Privacy and safety boundary
Do not expose private organizer, sponsor, attendee, member, contact, Drive, email, credential, key, or infrastructure-secret data.
The NYCN repo must be treated with stricter review than the public icn repo. If a generated record includes private names, emails, contact data, raw meeting material, sponsor details, or credentials, do not commit it. Instead, commit only directory-level summaries or redacted records.
Relationship to the living atlas issue
Issue #1689 remains the live control document. Generated records are snapshots. Human-authored atlas docs are stable reviewed interpretations.
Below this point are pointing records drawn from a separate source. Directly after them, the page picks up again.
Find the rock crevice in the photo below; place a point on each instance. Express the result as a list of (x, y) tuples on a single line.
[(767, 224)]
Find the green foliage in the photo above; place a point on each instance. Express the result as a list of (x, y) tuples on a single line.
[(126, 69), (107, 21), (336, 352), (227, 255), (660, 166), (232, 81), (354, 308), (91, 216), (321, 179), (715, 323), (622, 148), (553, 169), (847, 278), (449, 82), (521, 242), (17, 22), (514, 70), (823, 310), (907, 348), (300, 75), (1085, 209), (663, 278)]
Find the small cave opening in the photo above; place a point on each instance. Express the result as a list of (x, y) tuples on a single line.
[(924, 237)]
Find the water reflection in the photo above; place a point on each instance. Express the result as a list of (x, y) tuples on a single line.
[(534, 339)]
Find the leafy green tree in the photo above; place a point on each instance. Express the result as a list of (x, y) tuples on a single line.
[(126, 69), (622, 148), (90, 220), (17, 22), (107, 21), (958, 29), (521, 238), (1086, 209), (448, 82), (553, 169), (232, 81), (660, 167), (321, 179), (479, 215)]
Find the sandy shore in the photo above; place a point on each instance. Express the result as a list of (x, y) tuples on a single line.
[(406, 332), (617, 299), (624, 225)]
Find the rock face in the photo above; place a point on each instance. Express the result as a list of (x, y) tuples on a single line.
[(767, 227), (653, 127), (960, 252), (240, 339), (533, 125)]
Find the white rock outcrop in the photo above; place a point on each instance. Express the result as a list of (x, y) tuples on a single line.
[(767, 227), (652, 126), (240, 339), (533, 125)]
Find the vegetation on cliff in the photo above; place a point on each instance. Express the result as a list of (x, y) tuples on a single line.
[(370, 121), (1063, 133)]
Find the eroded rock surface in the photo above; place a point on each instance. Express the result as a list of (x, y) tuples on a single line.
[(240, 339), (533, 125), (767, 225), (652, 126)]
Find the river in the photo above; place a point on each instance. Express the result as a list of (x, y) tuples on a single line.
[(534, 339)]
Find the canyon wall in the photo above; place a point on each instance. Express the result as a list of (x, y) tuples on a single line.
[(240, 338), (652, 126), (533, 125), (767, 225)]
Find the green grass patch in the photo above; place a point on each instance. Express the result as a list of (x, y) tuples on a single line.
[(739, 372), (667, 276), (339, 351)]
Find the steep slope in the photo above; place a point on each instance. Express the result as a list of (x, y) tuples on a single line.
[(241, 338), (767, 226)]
If they disagree, prefer this order:
- Current source code and tests
docs/STATE.md/docs/PHASE_PROGRESS.md- Current ADRs/RFCs
- Generated file records
- Human-authored atlas docs
- Historical archives
Definition of done
The full repo-record effort is done only when a contributor can answer:
- What files and directories exist in each repo?
- Which are source, docs, generated, ops, tests, packages, or archives?
- Which directories are current truth and which are historical?
- Which files define shipped behavior?
- Which files describe future/design-direction behavior?
- Which files are institution-specific and must not leak into ICN core?
- Which files are private-boundary sensitive?
- Which files are stale, duplicated, or contradicted?
- Which components need follow-up issues or PRs?
- How can the record be regenerated later without redoing archaeology by hand?